EC Finds Flaws With Power Capacity Mechanisms

An interim report about electricity capacity mechanisms by the European Commission released on April 13 has found that many could be better targeted and more cost-effective.

"European consumers and companies should not have to face black-outs, and capacity mechanisms can help to reduce this risk,” said EU competition commissioner Margrethe Vestager: "At the same time, consumers should not overpay for electricity and competition should not be undermined.”

The commission’s inquiry, which is ongoing, identified 28 existing or planned capacity mechanisms in the 11 member states studied: Belgium, Croatia, Denmark, France, Germany, Ireland, Italy, Poland, Portugal, Spain and Sweden.

Six different mechanism types were identified. A strategic reserve, where the state pays specific plants to keep running at times of need, was the most common. Others were targeted capacity payments; a central buyer; decentralised obligations; market-wide capacity payments; and tendering for new capacity. For the latter, it identified tenders held in Belgium (2014), the French region of Brittany (2011) and Ireland (2003-06) for a total of 1,800 MW new gas-fired generation capacity.  

Across the spectrum of capacity mechanisms, the report identified four main problems. First, many EU states did not adequately assess what would be the best way to increase the security of supply. Second, in most the price paid for the electricity capacity is not determined through a competitive process but set by the state, or else negotiated bilaterally between the state and the capacity-provider – creating a serious risk of overpayment. Although this interim report did not cite this, the £93/MWh payment guaranteed to EDF by the UK if it builds the new Hinkley Point nuclear plant has been criticised by many, including the Austrian government, as one such over-the-market bilateral arrangement.
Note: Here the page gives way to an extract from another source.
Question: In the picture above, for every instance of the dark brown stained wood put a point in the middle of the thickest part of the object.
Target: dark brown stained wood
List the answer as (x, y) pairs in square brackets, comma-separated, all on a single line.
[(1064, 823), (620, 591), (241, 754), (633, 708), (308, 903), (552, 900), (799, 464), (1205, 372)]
Third, many capacity mechanisms do not allow all potential capacity providers or technologies to participate, which may curtail competition and inflate prices paid for the capacity. For example Spain allowed only coal-fired plants to be eligible for targeted payments on an environmental scheme. Finally, the inquiry showed that power plants from other member states are rarely allowed to directly or indirectly participate in national capacity mechanisms, although it found a recent UK capacity auction did allow foreign interconnectors to participate.

Comments are invited on the interim report and annexed document by July 6.

The annex notes that [when] “renewable sources are not available, gas generation is considered, among fossil fuels, to be a particularly suitable back-up….due to its ability to ramp up and down relatively quickly” and also notes that coal-fired plants are candidates to be gradually phased out, not only because of their age but also because of environmental policies. Despite this, it found only in Poland was there investment interest in building new gas-fired generation. Elsewhere across the EU so many new gas-fired plants were built late last decade which, this decade, were priced out the market by coal-fired plants until only recently.

The results of the inquiry will feed into legislative proposals on a revised electricity market design due later in 2016.